Everyone suffers with grief at some point. It comes in different forms but is usually caused by loss—loss of a loved one, loss of a job, loss of independence from disability or disease, just to name a few.
We have seen and experienced an unusual amount of loss during this pandemic. Even fictional superheroes in the Marvel universe suffer loss and experience grief, and the recent hit series WandaVision offers some useful lessons for us.
Wanda knows much about loss. She lost her parents as a child and recently experienced the tragic death of her brother, and now she has just lost the love of her life, Vision. She has no one now. She stuffs her pain down deep, but it explodes and results in the creation of a fantasy world in which she lives with an unreal version of her husband in various sitcoms she watched as a child.
She creates a “wall,” really a forcefield, keeping unwanted people out and keeping others in the community within its confines, against their will. Wanda then goes about each day in character, pretending to be someone she is not in a family context that is not real.
It is common when coping with loss to stuff the pain, burying it deep down in order to cope with it emotionally. This seems at first to be a practical way to deal with the pain and move on, but that pain is still there and needs to be dealt with or it will bubble up and even consume the person.
We are not meant to bury and carry grief. We are instructed in Scripture to comfort one another (2 Cor 13:11) and help each other carry our burdens (Gal 6:2). It is vital that we share our grief with someone, whether that person is a friend or family member, a minister or a therapist. Sharing the pain releases it, redistributes the weight and lessens the burden. It also makes it impossible to ignore the pain, so it doesn’t lurk beneath the surface and manifest itself in other toxic ways.
For example, the building of walls to keep others out often leads to isolation and depression. It can lead to the person feeling that no one cares about him or her, and no one cares about the pain they carry. It is rarely the case that no one cares, but it can seem to the grieving person to be all too real.
Sharing the pain with someone helps to tear down these walls and fight the feelings of loneliness. Knowing that you are not alone in suffering is a comfort in itself. Also, walls that we build not only keep others out, they keep the griever in. They become an emotional prison with no visiting hours, and others can be inadvertently imprisoned along with the person grieving, such as children and spouses.

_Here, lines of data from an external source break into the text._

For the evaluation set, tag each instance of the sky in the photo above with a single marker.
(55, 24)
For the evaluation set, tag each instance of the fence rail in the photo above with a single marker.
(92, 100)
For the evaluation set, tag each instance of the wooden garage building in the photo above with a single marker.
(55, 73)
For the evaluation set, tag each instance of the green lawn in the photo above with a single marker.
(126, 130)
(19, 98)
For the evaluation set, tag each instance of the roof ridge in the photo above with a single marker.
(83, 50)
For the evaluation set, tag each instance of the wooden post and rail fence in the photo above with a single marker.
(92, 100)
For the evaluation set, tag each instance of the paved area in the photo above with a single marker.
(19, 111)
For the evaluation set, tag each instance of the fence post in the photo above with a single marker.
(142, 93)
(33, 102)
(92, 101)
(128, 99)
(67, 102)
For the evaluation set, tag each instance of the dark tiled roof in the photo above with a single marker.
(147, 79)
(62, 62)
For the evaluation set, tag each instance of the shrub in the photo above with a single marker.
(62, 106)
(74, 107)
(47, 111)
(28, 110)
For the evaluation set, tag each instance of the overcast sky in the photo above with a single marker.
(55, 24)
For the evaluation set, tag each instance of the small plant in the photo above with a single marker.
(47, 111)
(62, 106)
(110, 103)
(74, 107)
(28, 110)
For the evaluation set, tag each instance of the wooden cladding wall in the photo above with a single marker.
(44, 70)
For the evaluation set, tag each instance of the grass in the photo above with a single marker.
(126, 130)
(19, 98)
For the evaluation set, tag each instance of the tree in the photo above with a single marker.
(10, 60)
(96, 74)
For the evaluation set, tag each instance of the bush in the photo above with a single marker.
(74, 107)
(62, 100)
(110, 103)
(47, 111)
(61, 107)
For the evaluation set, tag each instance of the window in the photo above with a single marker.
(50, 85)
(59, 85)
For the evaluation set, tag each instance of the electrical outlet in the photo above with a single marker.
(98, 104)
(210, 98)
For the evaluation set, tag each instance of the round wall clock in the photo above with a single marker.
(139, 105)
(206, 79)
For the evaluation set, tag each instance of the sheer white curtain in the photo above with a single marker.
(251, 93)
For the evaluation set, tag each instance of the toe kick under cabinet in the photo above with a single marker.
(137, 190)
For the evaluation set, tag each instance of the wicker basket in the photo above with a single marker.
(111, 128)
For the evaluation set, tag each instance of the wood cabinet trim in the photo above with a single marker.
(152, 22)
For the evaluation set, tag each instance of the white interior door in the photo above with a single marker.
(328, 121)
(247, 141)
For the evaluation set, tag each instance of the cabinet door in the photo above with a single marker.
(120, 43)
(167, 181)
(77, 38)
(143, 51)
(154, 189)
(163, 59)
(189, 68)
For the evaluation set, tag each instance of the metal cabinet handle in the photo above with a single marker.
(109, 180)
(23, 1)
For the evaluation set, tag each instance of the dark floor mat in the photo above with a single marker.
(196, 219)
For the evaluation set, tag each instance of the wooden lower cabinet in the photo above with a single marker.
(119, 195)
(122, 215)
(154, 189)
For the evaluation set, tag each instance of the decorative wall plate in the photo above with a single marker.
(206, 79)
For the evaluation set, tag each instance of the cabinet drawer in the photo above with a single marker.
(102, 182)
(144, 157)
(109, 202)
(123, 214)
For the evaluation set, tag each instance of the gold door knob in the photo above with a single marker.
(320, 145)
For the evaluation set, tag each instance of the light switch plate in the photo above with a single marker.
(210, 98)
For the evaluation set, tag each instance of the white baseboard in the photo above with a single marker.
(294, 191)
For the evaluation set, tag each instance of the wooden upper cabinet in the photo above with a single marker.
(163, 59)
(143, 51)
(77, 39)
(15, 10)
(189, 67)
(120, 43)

We were not created to be imprisoned by our pain, but to be free to love God and love each other. We are meant to live in community, to love in community and to suffer in community. Community is relational, involving fellowship with God and with others who love us. Fellowship does include socializing with people, but it is so much more than that. Fellowship happens when relationships develop and people do things together, especially difficult things.
For example, people who serve in the military experience a very particular type of fellowship as they struggle through difficult things together. Nobody wants to go through adversity, but going through adversity together builds bonds that last for time and for eternity.
Fellowship provides a good environment in which to share grief. But to experience fellowship, the person grieving must be in the presence of others, not isolated. Fellowship with God, being in His presence, is most vital. It is in His presence, through faith, that we access His power, His love, His grace, His peace, and receive healing.
Jesus demonstrated His healing power while walking among us, and that healing power is here for us today, at any time. Spending time in the Word and in prayer is so therapeutic, as is spending time in prayer with fellow believers.
Grieving is a healing process, and no one can rush the healing process. It takes time, so patience is important. The pain might never fully go away but might be a part of the griever’s life.
For instance, in WandaVision, one of the characters named Agent Rambeau had recently lost her mother to cancer and tells Wanda that the pain from her loss is part of her life now, and that she has accepted it. That is a good place to be. Pain and loss are part of life, so instead of trying to avoid pain and loss, we learn how live with it. This is done in community; in fellowship with our Creator, Redeemer, and Friend, the Lord Jesus; and with each other.